# Find the greatest integer $N$ such that no two of its digits are equal and each digit is also its factor

$N$ is a positive integer such that no two of its digits are equal and each digit is also its factor. What is the largest value of $N$?

So far, I've determined that $0$ cannot be the last digit, and $5$ cannot appear in the number. By divisibility by 9, then $1+2+3+4+6+7+8+9=36$ would be divisible by $9$ if $N$ is a $7$-digit number. By divisibility by $8$, then the last three digits might be $312$ or $712$. The last digit can be, $2,4,6,8$. It is so hard to use the divisibility by $7$. So I guess $\overline{abcd312}$ or $\overline{abcd712}$.
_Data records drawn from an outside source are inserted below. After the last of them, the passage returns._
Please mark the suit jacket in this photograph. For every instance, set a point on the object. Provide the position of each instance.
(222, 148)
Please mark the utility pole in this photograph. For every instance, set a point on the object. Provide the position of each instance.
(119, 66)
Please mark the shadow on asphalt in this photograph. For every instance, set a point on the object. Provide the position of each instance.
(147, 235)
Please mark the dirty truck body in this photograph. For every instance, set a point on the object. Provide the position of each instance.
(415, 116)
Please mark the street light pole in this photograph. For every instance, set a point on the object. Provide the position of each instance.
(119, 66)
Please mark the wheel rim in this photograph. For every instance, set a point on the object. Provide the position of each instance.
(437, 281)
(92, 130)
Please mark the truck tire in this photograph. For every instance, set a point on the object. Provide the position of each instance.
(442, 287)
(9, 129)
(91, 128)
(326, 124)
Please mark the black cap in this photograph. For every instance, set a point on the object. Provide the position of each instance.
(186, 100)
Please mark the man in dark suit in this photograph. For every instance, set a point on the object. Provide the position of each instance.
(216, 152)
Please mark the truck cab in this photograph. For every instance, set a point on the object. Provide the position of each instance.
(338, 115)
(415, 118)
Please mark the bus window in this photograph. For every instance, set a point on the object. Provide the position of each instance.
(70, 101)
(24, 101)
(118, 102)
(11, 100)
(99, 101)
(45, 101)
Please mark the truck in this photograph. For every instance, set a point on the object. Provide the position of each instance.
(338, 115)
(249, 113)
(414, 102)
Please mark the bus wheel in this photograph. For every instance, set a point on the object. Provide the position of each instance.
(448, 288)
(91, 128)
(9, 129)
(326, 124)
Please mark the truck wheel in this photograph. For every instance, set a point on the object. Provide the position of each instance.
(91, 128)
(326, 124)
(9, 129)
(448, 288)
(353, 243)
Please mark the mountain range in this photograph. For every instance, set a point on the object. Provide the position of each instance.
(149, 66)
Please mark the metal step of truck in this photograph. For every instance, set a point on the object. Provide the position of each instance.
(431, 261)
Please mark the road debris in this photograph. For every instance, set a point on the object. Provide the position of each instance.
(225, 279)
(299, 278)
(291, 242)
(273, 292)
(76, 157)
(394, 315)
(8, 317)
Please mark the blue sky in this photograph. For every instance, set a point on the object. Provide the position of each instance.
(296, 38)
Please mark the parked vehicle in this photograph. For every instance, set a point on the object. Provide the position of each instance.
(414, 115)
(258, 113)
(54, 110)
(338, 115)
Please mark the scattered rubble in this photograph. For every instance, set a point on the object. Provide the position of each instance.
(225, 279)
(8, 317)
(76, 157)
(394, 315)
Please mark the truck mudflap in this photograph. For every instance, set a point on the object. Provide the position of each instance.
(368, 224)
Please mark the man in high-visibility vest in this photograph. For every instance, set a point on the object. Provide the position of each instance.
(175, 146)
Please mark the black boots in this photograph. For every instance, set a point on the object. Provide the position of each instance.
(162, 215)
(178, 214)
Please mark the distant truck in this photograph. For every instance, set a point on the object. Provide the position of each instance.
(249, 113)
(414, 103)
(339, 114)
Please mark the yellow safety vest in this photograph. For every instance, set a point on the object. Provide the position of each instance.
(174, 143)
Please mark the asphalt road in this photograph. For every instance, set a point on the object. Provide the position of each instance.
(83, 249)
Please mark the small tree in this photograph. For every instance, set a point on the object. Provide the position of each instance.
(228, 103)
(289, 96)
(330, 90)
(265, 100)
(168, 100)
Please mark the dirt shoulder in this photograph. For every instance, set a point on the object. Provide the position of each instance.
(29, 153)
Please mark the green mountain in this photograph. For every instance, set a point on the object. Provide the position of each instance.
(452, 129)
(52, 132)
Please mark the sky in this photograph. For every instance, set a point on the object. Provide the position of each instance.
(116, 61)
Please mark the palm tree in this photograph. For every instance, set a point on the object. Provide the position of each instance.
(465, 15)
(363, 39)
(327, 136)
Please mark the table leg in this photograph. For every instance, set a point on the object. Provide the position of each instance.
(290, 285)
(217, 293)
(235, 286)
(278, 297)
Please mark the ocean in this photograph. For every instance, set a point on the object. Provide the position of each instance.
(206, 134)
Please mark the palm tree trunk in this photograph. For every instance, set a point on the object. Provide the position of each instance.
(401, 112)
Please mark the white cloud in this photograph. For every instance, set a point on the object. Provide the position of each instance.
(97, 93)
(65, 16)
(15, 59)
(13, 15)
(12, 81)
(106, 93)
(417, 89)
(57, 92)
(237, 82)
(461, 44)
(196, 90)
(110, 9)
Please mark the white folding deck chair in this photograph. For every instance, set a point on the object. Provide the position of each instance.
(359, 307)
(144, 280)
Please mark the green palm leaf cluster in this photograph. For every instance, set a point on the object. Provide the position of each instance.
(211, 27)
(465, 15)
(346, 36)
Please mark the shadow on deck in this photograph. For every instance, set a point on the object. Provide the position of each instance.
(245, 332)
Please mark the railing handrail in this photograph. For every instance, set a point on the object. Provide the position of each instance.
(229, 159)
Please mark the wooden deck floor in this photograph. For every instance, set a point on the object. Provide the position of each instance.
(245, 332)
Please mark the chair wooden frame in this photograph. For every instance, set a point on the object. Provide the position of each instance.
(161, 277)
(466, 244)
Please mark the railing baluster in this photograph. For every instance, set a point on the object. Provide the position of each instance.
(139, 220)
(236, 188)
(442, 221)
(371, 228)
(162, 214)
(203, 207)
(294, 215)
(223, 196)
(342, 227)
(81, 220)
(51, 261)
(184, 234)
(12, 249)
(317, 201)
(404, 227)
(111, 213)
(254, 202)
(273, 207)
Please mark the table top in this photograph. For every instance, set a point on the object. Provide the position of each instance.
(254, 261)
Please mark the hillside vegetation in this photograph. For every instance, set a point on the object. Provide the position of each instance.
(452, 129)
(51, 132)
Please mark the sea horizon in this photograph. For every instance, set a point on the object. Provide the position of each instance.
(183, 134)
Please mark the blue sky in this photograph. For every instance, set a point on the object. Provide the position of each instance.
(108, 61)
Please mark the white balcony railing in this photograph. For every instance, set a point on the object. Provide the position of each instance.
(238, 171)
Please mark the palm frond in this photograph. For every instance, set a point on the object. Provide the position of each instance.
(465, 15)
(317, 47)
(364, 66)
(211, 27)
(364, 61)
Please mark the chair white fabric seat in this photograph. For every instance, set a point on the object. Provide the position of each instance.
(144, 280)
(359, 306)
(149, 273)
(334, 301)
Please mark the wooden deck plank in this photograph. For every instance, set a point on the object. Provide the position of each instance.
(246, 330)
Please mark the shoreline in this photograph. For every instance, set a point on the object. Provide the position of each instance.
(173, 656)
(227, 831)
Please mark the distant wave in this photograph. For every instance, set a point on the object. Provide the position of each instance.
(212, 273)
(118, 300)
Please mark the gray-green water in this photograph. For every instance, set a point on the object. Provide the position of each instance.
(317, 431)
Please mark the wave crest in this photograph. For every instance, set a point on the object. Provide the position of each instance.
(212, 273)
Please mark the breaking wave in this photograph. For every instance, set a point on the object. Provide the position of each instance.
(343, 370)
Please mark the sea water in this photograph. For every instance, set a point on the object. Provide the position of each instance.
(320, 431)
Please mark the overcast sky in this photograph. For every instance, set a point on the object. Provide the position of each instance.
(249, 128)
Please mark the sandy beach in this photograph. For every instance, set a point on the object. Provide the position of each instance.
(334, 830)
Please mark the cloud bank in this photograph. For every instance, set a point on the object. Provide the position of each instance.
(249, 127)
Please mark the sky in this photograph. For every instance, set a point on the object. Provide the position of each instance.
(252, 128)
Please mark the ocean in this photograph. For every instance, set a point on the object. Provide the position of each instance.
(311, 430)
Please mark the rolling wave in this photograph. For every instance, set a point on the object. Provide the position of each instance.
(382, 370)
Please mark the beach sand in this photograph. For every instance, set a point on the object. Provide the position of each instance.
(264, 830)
• What have you tried? Can you determine if any digits cannot appear in certain positions? Dec 13, 2014 at 16:57
• Zero can not be in the last position, and digit 5 can not appear in the number.
– Epa
Dec 14, 2014 at 1:46
• From then on, the digits left for us include $\{1,2,3,4,6,7,8,9\}$. By divisibility by 9, then $1+2+3+4+6+7+8+9=36$ would be divisible by 9 if $N$ is a 7-digit number. By divisibility by 8, then the last three digits might be $312$ or $712$. The last digit can be, ${2,4,6,8}$. It is so hard to use the divisibility by 7. So I guess $\overline{abcd312}$ or $\overline{abcd712}$.
– Epa
Dec 14, 2014 at 13:34
• Why can't $5$ appear? It would have to be the ones digit, but $15$ is an acceptable number. It is not the greatest. $0$ cannot be a digit at all. Dec 18, 2014 at 17:34
• $0$ cannot appear anywhere in the number since $0$ is only a factor of $0$. Nov 15, 2015 at 16:31

These are the Lynch-Bell numbers, listed in OEIS A115569. The largest is $9867312$. I found the link by finding some small ones by hand and entering $9,12,15,24,36,48$ into the search box. This was the first that came up.